Geography studies the earth’s configuration and contrasts – distribution of oceans, seas, continents and mountain masses with introduction of climate studies and first astronomical concepts. These are applied specifically to European and African Geography.
Geology, the study of the mineral world, turns to the structure of the earth and proceeds from the study of the flora and fauna of the geological ages to minerals, metals and finally gems and crystals, leading to the functions of mineral and metallic substances in the human organism.
Botany continues with an introduction to horticulture.
Mathematics introduces percentage, interest, profit and loss, ration, proportion, estimation and introduction to algebraic equations. Geometrical design is done with the utmost accuracy with instruments. Families of geometric figures are constructed and studied for the numerical laws they embody. Theorems are visually demonstrated, but not taught; perspective drawing is introduced in connection with geometric drawing.

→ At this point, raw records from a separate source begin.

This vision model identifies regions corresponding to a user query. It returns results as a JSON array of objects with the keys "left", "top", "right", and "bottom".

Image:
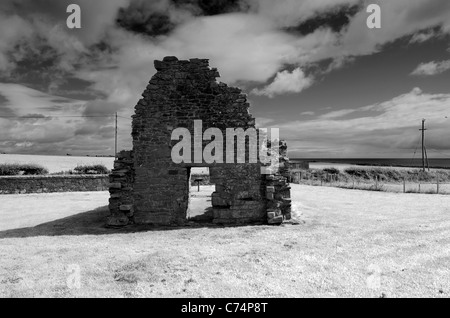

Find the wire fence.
[{"left": 289, "top": 171, "right": 450, "bottom": 195}]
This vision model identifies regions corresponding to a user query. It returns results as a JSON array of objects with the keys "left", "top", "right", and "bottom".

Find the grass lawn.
[{"left": 0, "top": 185, "right": 449, "bottom": 297}]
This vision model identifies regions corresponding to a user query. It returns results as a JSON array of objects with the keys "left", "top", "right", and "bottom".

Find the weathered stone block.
[
  {"left": 213, "top": 209, "right": 233, "bottom": 220},
  {"left": 108, "top": 182, "right": 121, "bottom": 189},
  {"left": 268, "top": 215, "right": 283, "bottom": 225},
  {"left": 106, "top": 215, "right": 129, "bottom": 227},
  {"left": 211, "top": 192, "right": 229, "bottom": 207},
  {"left": 119, "top": 204, "right": 133, "bottom": 211},
  {"left": 163, "top": 56, "right": 178, "bottom": 62},
  {"left": 154, "top": 60, "right": 168, "bottom": 71}
]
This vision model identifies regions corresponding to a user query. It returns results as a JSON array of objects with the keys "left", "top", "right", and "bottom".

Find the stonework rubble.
[{"left": 107, "top": 56, "right": 292, "bottom": 227}]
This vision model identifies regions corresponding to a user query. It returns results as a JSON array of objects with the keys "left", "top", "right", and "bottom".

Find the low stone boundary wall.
[{"left": 0, "top": 175, "right": 109, "bottom": 194}]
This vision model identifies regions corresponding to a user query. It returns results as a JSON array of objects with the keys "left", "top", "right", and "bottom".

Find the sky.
[{"left": 0, "top": 0, "right": 449, "bottom": 158}]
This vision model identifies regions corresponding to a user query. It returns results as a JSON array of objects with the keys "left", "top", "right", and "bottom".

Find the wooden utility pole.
[
  {"left": 420, "top": 119, "right": 426, "bottom": 172},
  {"left": 437, "top": 174, "right": 440, "bottom": 194},
  {"left": 115, "top": 112, "right": 118, "bottom": 157}
]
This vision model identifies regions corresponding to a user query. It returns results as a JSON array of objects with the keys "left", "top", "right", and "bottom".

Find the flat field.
[
  {"left": 0, "top": 154, "right": 209, "bottom": 175},
  {"left": 0, "top": 154, "right": 115, "bottom": 173},
  {"left": 1, "top": 184, "right": 449, "bottom": 297}
]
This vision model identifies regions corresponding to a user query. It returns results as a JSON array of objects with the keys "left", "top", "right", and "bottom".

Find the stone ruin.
[{"left": 107, "top": 56, "right": 291, "bottom": 227}]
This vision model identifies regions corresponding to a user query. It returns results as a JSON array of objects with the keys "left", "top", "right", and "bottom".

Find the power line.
[
  {"left": 0, "top": 114, "right": 132, "bottom": 157},
  {"left": 409, "top": 133, "right": 421, "bottom": 167},
  {"left": 115, "top": 112, "right": 118, "bottom": 157},
  {"left": 419, "top": 119, "right": 429, "bottom": 171}
]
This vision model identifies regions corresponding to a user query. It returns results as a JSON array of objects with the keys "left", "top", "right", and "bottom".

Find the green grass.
[{"left": 0, "top": 163, "right": 48, "bottom": 176}]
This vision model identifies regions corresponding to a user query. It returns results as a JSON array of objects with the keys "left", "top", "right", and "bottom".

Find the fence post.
[
  {"left": 418, "top": 182, "right": 421, "bottom": 193},
  {"left": 403, "top": 178, "right": 406, "bottom": 193},
  {"left": 375, "top": 176, "right": 378, "bottom": 189},
  {"left": 437, "top": 175, "right": 440, "bottom": 194}
]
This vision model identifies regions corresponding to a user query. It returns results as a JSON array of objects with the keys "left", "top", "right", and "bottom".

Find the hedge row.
[{"left": 0, "top": 164, "right": 110, "bottom": 176}]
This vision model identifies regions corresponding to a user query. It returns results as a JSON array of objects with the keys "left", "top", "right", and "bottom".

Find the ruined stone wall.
[
  {"left": 265, "top": 141, "right": 292, "bottom": 224},
  {"left": 107, "top": 150, "right": 135, "bottom": 227},
  {"left": 0, "top": 175, "right": 108, "bottom": 194},
  {"left": 107, "top": 56, "right": 292, "bottom": 227},
  {"left": 210, "top": 164, "right": 266, "bottom": 224},
  {"left": 130, "top": 56, "right": 264, "bottom": 226}
]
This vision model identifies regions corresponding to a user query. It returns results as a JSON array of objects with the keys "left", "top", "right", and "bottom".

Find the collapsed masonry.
[{"left": 107, "top": 56, "right": 291, "bottom": 227}]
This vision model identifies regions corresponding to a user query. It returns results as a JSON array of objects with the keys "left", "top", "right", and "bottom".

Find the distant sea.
[{"left": 292, "top": 158, "right": 450, "bottom": 169}]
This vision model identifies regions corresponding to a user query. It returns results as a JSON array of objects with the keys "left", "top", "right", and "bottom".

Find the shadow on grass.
[{"left": 0, "top": 206, "right": 254, "bottom": 239}]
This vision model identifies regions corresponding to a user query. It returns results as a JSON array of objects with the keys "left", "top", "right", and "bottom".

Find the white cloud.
[
  {"left": 2, "top": 0, "right": 450, "bottom": 101},
  {"left": 278, "top": 87, "right": 450, "bottom": 157},
  {"left": 313, "top": 0, "right": 450, "bottom": 61},
  {"left": 0, "top": 83, "right": 127, "bottom": 155},
  {"left": 0, "top": 83, "right": 82, "bottom": 116},
  {"left": 319, "top": 109, "right": 358, "bottom": 119},
  {"left": 255, "top": 117, "right": 274, "bottom": 127},
  {"left": 0, "top": 13, "right": 34, "bottom": 73},
  {"left": 246, "top": 0, "right": 361, "bottom": 28},
  {"left": 409, "top": 29, "right": 439, "bottom": 43},
  {"left": 2, "top": 0, "right": 450, "bottom": 155},
  {"left": 164, "top": 13, "right": 300, "bottom": 83},
  {"left": 411, "top": 59, "right": 450, "bottom": 76},
  {"left": 251, "top": 68, "right": 313, "bottom": 98}
]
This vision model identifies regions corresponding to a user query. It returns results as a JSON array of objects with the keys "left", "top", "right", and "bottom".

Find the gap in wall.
[{"left": 186, "top": 167, "right": 214, "bottom": 223}]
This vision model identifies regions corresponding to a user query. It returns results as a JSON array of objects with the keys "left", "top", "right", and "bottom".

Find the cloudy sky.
[{"left": 0, "top": 0, "right": 449, "bottom": 158}]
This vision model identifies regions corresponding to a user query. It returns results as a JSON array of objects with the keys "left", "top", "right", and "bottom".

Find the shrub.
[
  {"left": 51, "top": 170, "right": 74, "bottom": 175},
  {"left": 323, "top": 167, "right": 340, "bottom": 175},
  {"left": 344, "top": 168, "right": 371, "bottom": 180},
  {"left": 73, "top": 164, "right": 110, "bottom": 174},
  {"left": 0, "top": 163, "right": 48, "bottom": 176}
]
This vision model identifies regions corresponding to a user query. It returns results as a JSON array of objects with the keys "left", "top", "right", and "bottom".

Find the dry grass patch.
[{"left": 1, "top": 185, "right": 449, "bottom": 298}]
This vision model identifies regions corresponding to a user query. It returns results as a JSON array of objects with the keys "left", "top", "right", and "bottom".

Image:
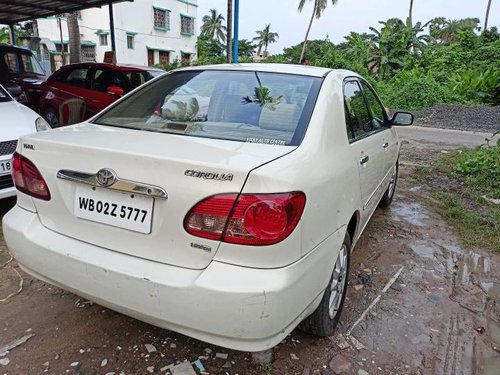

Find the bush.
[{"left": 375, "top": 69, "right": 461, "bottom": 110}]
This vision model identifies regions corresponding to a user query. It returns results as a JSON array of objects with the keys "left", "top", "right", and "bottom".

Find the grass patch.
[{"left": 417, "top": 137, "right": 499, "bottom": 252}]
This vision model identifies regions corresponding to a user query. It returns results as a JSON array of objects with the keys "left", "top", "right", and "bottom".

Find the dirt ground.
[{"left": 1, "top": 138, "right": 499, "bottom": 375}]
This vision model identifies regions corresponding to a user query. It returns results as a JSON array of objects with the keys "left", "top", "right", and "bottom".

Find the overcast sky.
[{"left": 198, "top": 0, "right": 500, "bottom": 53}]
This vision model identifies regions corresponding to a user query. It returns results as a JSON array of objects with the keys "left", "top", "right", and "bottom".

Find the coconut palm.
[
  {"left": 409, "top": 0, "right": 414, "bottom": 26},
  {"left": 484, "top": 0, "right": 493, "bottom": 30},
  {"left": 253, "top": 24, "right": 279, "bottom": 56},
  {"left": 298, "top": 0, "right": 339, "bottom": 63},
  {"left": 66, "top": 12, "right": 81, "bottom": 63},
  {"left": 200, "top": 9, "right": 226, "bottom": 43}
]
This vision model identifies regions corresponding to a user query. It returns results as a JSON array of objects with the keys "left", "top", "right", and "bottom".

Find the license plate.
[
  {"left": 74, "top": 185, "right": 154, "bottom": 234},
  {"left": 0, "top": 158, "right": 12, "bottom": 176}
]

Black and white drawing, shadows, landscapes and colour contrasts are taken up in Painting. In Handwork, the children sew stuffed animals and carve wood to shape an animal and a spoon, developing their skill with tools. Singing focuses on two and three part choruses, songs of the minstrels and middle ages, records in descant, alto and tenor voices and Roman music. Eurythmy introduces simple musical forms, with greater depth in alliteration, geometrical forms and transformations. Foreign Languages continue with reading of simple texts, humorous stories and free translation.